Nas vésperas da data da independência, a coluna Zaire/FNLA/«comandos especiais» está 30 km a nordeste de Luanda, a coluna «Zulu» está a 260 km a sudeste e as forças MPLA/cubanos instalam a defesa de Luanda. As forças portuguesas asseguram as suas instalações e a sua retirada, prevista para a noite de 10 para 11. O controlo da capital é decisivo na disputa pelo poder, para o simbolismo da declaração da independência.
Na manhã de 10 de novembro a coluna do norte desencadeia o ataque, mas é travada pela barragem de fogo defensivo na travessia da baixa do Kifangondo. Totalmente desorganizada, entra em fuga para nordeste, sempre perseguida pelas forças MPLA/cubanos, só parando três meses mais tarde no Zaire.
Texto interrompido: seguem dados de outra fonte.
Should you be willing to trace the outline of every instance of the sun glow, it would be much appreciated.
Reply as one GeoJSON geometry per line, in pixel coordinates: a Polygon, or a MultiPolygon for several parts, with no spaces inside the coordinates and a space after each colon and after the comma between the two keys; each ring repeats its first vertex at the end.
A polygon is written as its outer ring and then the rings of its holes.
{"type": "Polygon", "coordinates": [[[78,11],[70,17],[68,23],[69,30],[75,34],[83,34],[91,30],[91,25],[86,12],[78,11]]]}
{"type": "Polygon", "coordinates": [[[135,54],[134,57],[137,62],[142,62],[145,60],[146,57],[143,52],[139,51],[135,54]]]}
A sul, as forças MPLA/cubanos haviam-se instalado sobre o rio Queve, cuja ponte destruíram. A coluna «Zulu» parou aí a 8 e, após várias tentativas falhadas para atravessar o rio, mesmo depois de 11 de novembro, retira para sul.
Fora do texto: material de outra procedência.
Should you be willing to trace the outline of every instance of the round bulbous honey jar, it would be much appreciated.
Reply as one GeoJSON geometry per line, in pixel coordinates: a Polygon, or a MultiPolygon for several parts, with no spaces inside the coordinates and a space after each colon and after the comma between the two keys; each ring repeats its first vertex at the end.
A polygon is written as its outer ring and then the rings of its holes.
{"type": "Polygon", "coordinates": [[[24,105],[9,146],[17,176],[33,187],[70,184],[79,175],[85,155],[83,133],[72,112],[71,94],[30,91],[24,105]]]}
Alguns meses depois, as forças MPLA/cubanos asseguravam ao Governo de Luanda o controlo da totalidade do país. Os EUA tentam então a aliança MPLA/UNITA na repartição do poder, mas o MPLA recusa qualquer cedência.
Depois da independência, as intervenções externas intensificaram-se, com o reforço dos efetivos cubanos em apoio do Governo, as sucessivas e prolongadas invasões sul-africanas em operações autónomas ou em apoio da UNITA e, nos primeiros meses de 1976, com a atuação de forças mercenárias recrutadas e coordenadas pela CIA, em apoio da FNLA. São conhecidas as suas consequências no agravamento da guerra, que se prolongaria ainda por muitos anos.
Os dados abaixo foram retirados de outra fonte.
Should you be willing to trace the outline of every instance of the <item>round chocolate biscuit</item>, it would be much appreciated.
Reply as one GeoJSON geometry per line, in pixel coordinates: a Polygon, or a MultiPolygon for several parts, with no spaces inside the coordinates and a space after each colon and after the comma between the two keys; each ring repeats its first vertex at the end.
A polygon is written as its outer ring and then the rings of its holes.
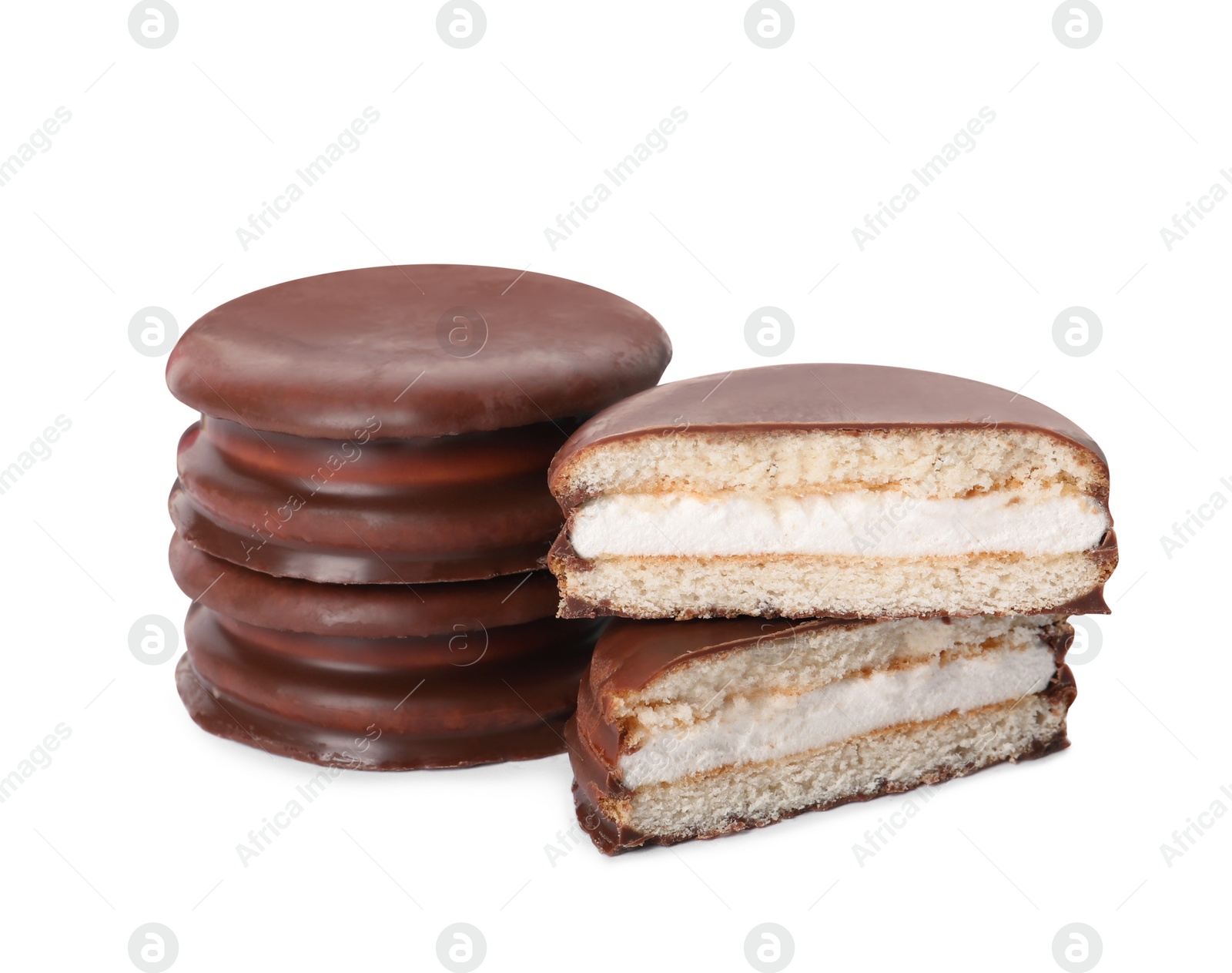
{"type": "Polygon", "coordinates": [[[416,264],[277,284],[214,308],[168,360],[172,395],[251,429],[436,437],[598,412],[654,385],[646,311],[546,274],[416,264]]]}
Com a aproximação do 11 de novembro e com a indefinição da situação em Angola, uma equipa de constitucionalistas estudava em Portugal as soluções possíveis para a transferência da soberania e proclamação da independência. O primeiro-ministro ameaçava com a demissão do VI Governo Provisório se Portugal reconhecesse a independência declarada apenas por um movimento. No Conselho da Revolução acabou por vingar, entre as hipóteses de solução, que o residente da República declarasse a independência, transferindo o poder para o povo angolano, sem reconhecer qualquer governo. Foi essa declaração que, em nome do Presidente da República, o alto-comissário leu em cerimónia solene, no salão nobre do Palácio do Governo, em 10 de novembro de 1975.
Agostinho Neto, presidente do MPLA, acompanhado por Lúcio Lara e Luís de Almeida, faz a solene proclamação da independência de Angola, 14 de novembro de 1974.